The remedy of prisoners was “going downhill” and with little information from the FCDO, Grant determined he had no different possibility than to take drastic motion.
He says: “Meals quantities have been diminished and train had been stopped — even going within the hall — so we have been within the cell for 23-and-a-half hours a day.
“Then a guard grabbed one of many people, who was in cell 5 with me, and pushed him.
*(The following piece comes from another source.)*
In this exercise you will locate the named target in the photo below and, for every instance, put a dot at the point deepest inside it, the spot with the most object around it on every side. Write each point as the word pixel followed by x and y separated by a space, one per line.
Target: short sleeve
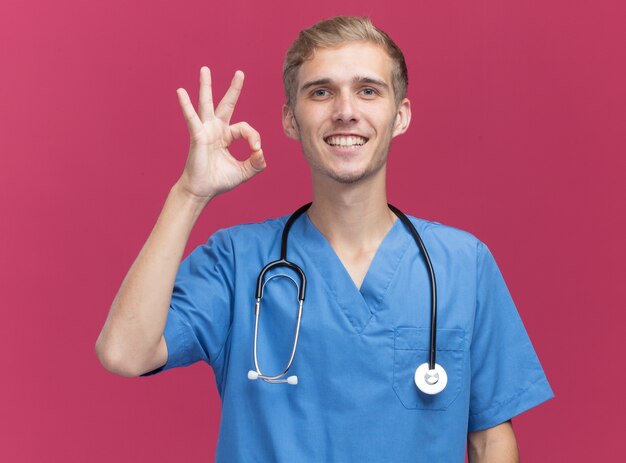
pixel 507 378
pixel 200 313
I’d not seen that earlier than.
“By this level, I determined sufficient was sufficient and on Could 25 I mentioned ‘Proper, I am on starvation strike now’.”
It took two weeks for Grant’s calls for to be met by the Taliban — who risked a breakdown in negotiations and vast condemnation had the previous soldier died.
Grant remembers: “The lead interrogator got here to my cell and gave me two hours to begin consuming or I could be taken to a hospital and placed on IV drips.
“I mentioned my calls for with him and he agreed to them — pizza, rooster kebabs, mushy drinks and sweets to be introduced in for everybody and extra train intervals.”
Information of Grant’s starvation strike made its method again to the FCDO and, 4 days later, on June 12, he was lastly launched after greater than six months of imprisonment.
Extra inmates have been launched simply over every week later after which Overseas Secretary Liz Truss tweeted her reward of British diplomats.
No cash was believed to have been exchanged for the prisoners but the Authorities division publicly apologised “for any breach of Afghan tradition, customs or legal guidelines”.
They claimed it was a “mistake” for British nationals to have gone to the nation and mentioned on the time it “regrets this episode”.
In September, as Liz Truss was working for Tory chief, Grant hit out at her for the delay in getting him launched, blasting: “I don’t need her to be the subsequent Prime Minister.”
Grant hopes classes will be discovered from his expertise and felt they have been “left to hold on for weeks on finish” by the FCDO.
The veteran was reunited with his household and regardless of struggling eyesight points due to a scarcity of sunshine and choosing up a slight stutter from his imprisonment, he stays surprisingly chipper.
Grant says: “I obtained a medical with a GP inside a few days since you don’t know what you’re going to choose up. I misplaced 2st but fortunately a pint and a pie has sorted that out.”
Whereas he’s relieved to be out of Kabul he isn’t longing for the longer term below Taliban rule and claims civilians he has spoken to “will not be completely happy both”.


He mentioned: “After 20 years of getting ready to rule their nation, the Taliban nonetheless haven’t obtained a clue what they are doing.”